MOTIFS DE LA DÉCISION
Attendu que Mme [D] soutient par son appel :
— qu’elle dispose d’une clientèle stable et régulière représentée principalement par les sociétés HERTZ, OFFICE PLUS et ESPACE PRO qui attestent de son sérieux ;
— que ses comptes bancaires permettent de constater que des encaissements provenant de ces entités apparaissent mensuellement et génèrent un chiffre d’affaires stable et solide ;
— qu’ainsi, son chiffre d’affaires mensuel total est de l’ordre de 1 000 000 F CFP ;
— que ses charges mensuelles s’élèvent à 550 000 F CFP, son résultat étant par conséquent bénéficiaire d’un résultat bénéficiaire de 450 000 F CFP ;
— que le montant du passif s’élève à 14 021 695 F CFP, dont 1 353 142 F CFP à titre provisionnel, ce qui lui permettra de présenter un plan d’apurement du passif sur une durée de 9 ans.

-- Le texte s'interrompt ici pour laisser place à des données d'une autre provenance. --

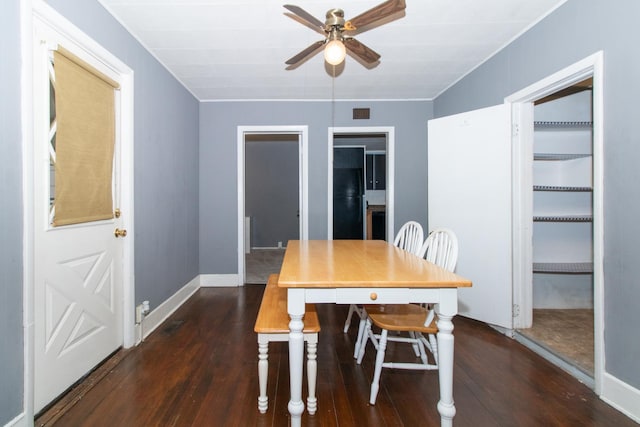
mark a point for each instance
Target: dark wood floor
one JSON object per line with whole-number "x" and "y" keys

Attendu qu’à l’audience, afin de lever les réserves du mandataire judiciaire tenant à l’absence de production des déclarations nominatives trimestrielles à la CAFAT depuis le 1er juillet 2022, ces documents sont produits ce qui conduit le liquidateur à ne plus s’opposer à l’infirmation du jugement et à la conversion de la procédure sous forme de redressement judiciaire ;
Attendu qu’au vu de ces éléments pris en leur ensemble, il convient de faire droit à la demande formée par Mme [D] et de renvoyer l’affaire devant le tribunal mixte de commerce de Nouméa aux fins de présentation d’un plan de redressement ;
PAR CES MOTIFS
La cour,
Statuant par arrêt contradictoire déposé au greffe ;
Infirme le jugement entrepris, et
Statuant à nouveau :
Dit que la procédure ouverte à l’encontre de Mme [M] [U] épouse [D] se poursuivra sous la forme d’un redressement judiciaire ;
Renvoie les parties devant le Tribunal Mixte de Commerce de Nouméa aux fins de présentation d’un plan de redressement ;
Ordonne la transmission à la diligence du greffe de la cour d’appel, dans les 8 jours du présent arrêt, d’une copie de celui-ci au greffe tribunal mixte de commerce pour l’accomplissement des mesures de publicité prévues par l’article 334 de la délibération n° 352 du 18 janvier 2008 ;
Dit que les dépens seront pris en frais privilégiés de redressement judiciaire.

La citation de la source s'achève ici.